Personal information
- Date of birth: 29 April 1990 (age 35)
- Place of birth: Maddaloni, Italy
- Height: 1.87 m (6 ft 2 in)
- Position: Winger

Senior career*
- Years: Team / Apps / (Gls)
- 2010–2015: Ascoli / 9 / (0)
- 2011–2012: → Lanciano (loan) / 14 / (0)
- 2012–2013: → Venezia (loan) / 16 / (1)
- 2013–2014: → Sorrento (loan) / 7 / (0)
- 2015: Lupa Roma / 10 / (0)
- 2015–2016: ASD Monticelli / 30 / (10)
- 2016–2017: Fermana / 19 / (3)
- 2017: Jesina / 13 / (1)
- 2017–2018: ASD Monticelli / 17 / (1)
- 2018–2019: Matelica / 31 / (7)

= Salvatore Margarita =

Italian footballer

Salvatore Margarita (born 29 April 1990) is an Italian footballer who plays as a winger.

==Biography==
Born in Maddaloni, Campania region, Margarita started his professional career at Marche club Ascoli.
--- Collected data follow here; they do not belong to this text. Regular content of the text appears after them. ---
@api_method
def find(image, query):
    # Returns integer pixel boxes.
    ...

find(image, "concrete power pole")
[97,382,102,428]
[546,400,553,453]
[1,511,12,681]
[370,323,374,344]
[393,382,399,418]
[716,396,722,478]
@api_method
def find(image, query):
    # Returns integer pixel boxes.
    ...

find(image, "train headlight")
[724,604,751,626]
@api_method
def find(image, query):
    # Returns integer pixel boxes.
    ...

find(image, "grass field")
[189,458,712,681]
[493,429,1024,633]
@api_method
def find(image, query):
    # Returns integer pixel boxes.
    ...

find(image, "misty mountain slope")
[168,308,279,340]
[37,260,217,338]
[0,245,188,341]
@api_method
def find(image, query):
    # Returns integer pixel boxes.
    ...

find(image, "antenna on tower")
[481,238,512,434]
He made his Serie B debut on 23 January 2010 against Modena. That season he played a total of 5 Serie B games.

In June 2010 50% registration rights of Margarita and Giorgio Capece were sold to Calcio Catania for a total of €2 million (€1.3 million for Margarita, €700,00 for Capece), however Ascoli only received 50% registration rights of Federico Moretti also "worth" €2 million. The notional €4 million selling revenue had boosted the result of Ascoli's financial year ending on 30 June 2010, but the financial trick also created a financial burden in the next 5 seasons to counter-weight the spending on transfer fee. Margarita and Capece also returned to Ascoli in temporary deal for 2010–11 Serie B. In June 2011 all 3 players returned to their mother clubs, yet another financial trick benefiting Ascoli.
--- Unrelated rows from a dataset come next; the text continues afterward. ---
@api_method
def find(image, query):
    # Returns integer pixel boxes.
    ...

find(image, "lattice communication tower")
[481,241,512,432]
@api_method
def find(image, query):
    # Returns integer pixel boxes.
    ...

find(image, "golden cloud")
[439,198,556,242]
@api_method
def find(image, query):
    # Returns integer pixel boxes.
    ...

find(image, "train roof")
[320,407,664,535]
On 30–31 August 2011 Margarita, Capece and Rosania (who returned from Chievo) were signed by the third division club Lanciano in temporary deal, for free, despite they had a total of €5 million price tag in accounting due to swap deals in June 2011. Margarita also played his last game for Ascoli on 30 August. At the end of season Lanciano promoted to Serie B. Margarita made 1 starts and 13 substitutes for the promotion winner. On 1 July 2012 all 3 players returned to Ascoli.

On 22 August 2012 Margarita left for the fourth division club Venezia in another temporary deal. At the end of season Margarita returned to Ascoli, which the club had relegated from Serie B to Lega Pro Prima Divisione.
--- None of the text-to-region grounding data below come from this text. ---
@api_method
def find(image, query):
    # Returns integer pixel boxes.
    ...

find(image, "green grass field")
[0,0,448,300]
On 24 August 2013 Margarita was signed by another fourth division club Sorrento, also from Campania. On 17 December 2013 Ascoli bankrupted, with a new company takeover the assets for €862,000 only, which write-down the residual value of player assets to zero, including Margarita, Capece and Rosania "worth" around €1.875 million on 31 December 2013 in accounting. That season Margarita made 5 starts and 2 substitute for Sorrento; the club failed to win the playoffs round of 2013–14 Lega Pro Seconda Divisione in order to remain in Lega Pro, which also saw the two divisions of Lega Pro league had been merged, as well as from 69 teams to 60 teams.

On 29 January 2015 he was signed by Lupa Roma.

On 5 September 2015 he was signed by Monticelli.

On 9 July 2016 he was signed by Fermana F.C.